On Caliban, the austere primarch known as the Lion grew to lead a glorious crusade of knightly orders against the tainted beasts of his home world’s forests. On Fenris, legends have the Primarch Leman Russ first raised by the vicious wolves of that icy world, then reaching his majority to lead the barbarous warrior clans as their greatest high king.
On a nameless world, its title long-lost to the mists of time, the Primarch Angron reached adulthood as a pit slave, shackled by the lords of his apparently civilised planet, forever twisted by the experiences of his bloodthirsty maturation.
For better or worse, fate had each Imperial son raised by others, shaped by instructors, guides, mentors, friends and enemies. Only one primarch grew up alone, hidden from the eyes of humanity, guided by no hand and taught by no elder.
He would come, in time, to be known by the name his father had chosen for him: Konrad Curze. To the people of Nostramo, the world forever wrapped in nightfall’s embrace, he was—at least at first—altogether less human. Never did the primarch bear a human name there.
The child survived by living feral in the shadows of humanity’s towers. He scavenged in the alleys and streets of Nostramo Quintus, the planetary capital, a sprawling metropolis that covered a sizeable portion of the northern hemisphere. Crime here, as it was across all Nostramo, was as rife as life itself. With no moral compass beyond the evidence of his own eyes, the young primarch began the work that would shape his existence.
The seed of his endeavour was humble enough at first, at least by the standards of Imperial justice. Street-level criminals; the murderers, the rapists, the thugs, gangers and muggers that populated the dark avenues of Nostramo Quintus soon began to whisper a name that flowed from their lips with fearful tremors. The Night Haunter.
He would kill them. Barely into his teens, the boy would witness an act of violence or crime, and he would leap from the shadows, feral and enraged, butchering those who preyed upon their fellow humans. This was how the nascent core of his humanity sought to enforce order upon his surroundings.
Fear, primal and true, was something the young god understood all too well. He saw its uses and applications, and he saw how those in the thrall of terror were so much more pliant and obedient. In those black streets, he learned the lesson that would shape his Legion. Humanity did not need kindness, indulgence or trust in order to progress. People did not comply with law and live lives of order out of altruism or shared ideology.

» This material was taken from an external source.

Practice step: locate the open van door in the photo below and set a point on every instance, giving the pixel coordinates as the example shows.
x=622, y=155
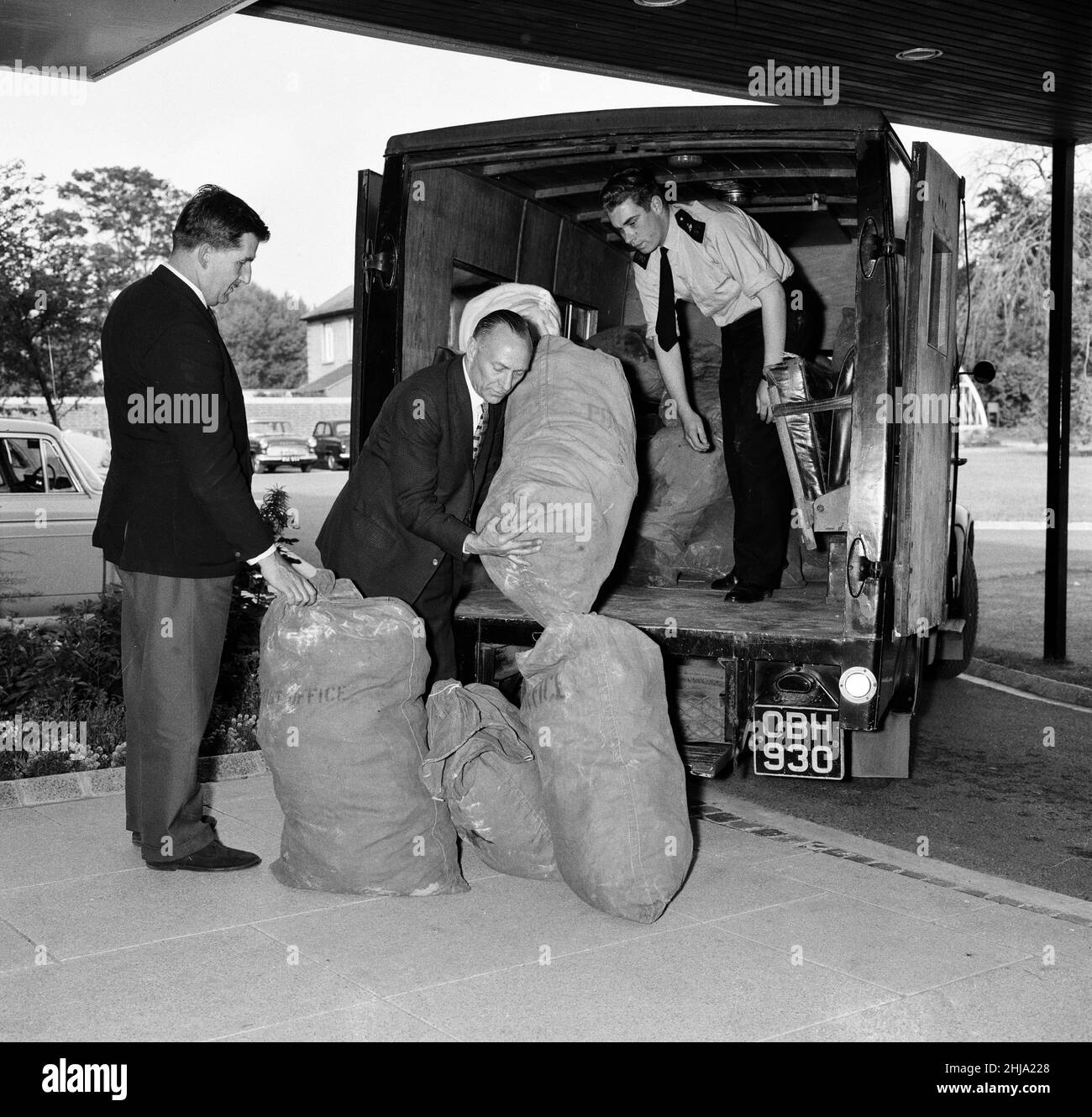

They obeyed society’s tenets because they were afraid. To break the law invited justice. Within justice was punishment.
He became that punishment. He became the threat of justice. Known criminals were left for all to see come the weak dawn: crucified and disembowelled, chained to the walls of public building and the ornate doors of the wealthiest gang leaders and syndicate bosses. Always, he would leave their faces untouched, twisted with the silent and fixed scream of an agonising death, for he knew the dead gazes of the slain triggered a deeper empathy and realisation within the hearts of those who met their glazed stares.
Years passed, and many more died. Soon enough, the Night Haunter was reaching his pale, grasping hands into the higher tiers of society, beating, strangling and slaughtering the ringleaders, the organisers, the officials at the core of the city’s corruption. The fear that so thickly saturated the streets soon choked the halls of the wealthy and powerful.
The rule of law reigned. Victory and compliance through the threat of punishment. Order through fear.
It is said in the records of the VIII Legion that when the Emperor came to Nostramo, he spoke these words to his long-lost son:
“Konrad Curze, be at peace, for I have arrived and intend to take you home.”
The primarch’s reply is also recorded. “That is not my name, Father. I am Night Haunter.”
Perhaps the sons of Konrad Curze, had their sire been raised upon another world and learned different lessons, would have been more typical Astartes, and the VIII Legion a far cry from the driven creatures they were at the edge of the forty-first millennium. But the sons of the Night Haunter learned every lesson their gene-father did, carrying the same truths with them down the centuries.
“Soul Hunter,” the primarch had once said to Talos.
“My lord?” he had answered, unable as ever to meet his father’s direct gaze. He concentrated on the Night Haunter’s midnight war-plate, decorated by lightning bolts painted by the finest tech-artisans of Mars, and bearing the skulls of so many fallen foes on chains like hanging fruit.
“Soon, Soul Hunter.”
The melancholic tone of his lord’s voice was not new. The whispered reverence was. Surprise made Talos raise his eyes to his father’s face, gaunt and nearly lipless, the pale, dull grey of sunrise on a dead world.
“Lord?”
“Soon. We ran from the hounds my father set at our heels, and vindication must be bought with blood.”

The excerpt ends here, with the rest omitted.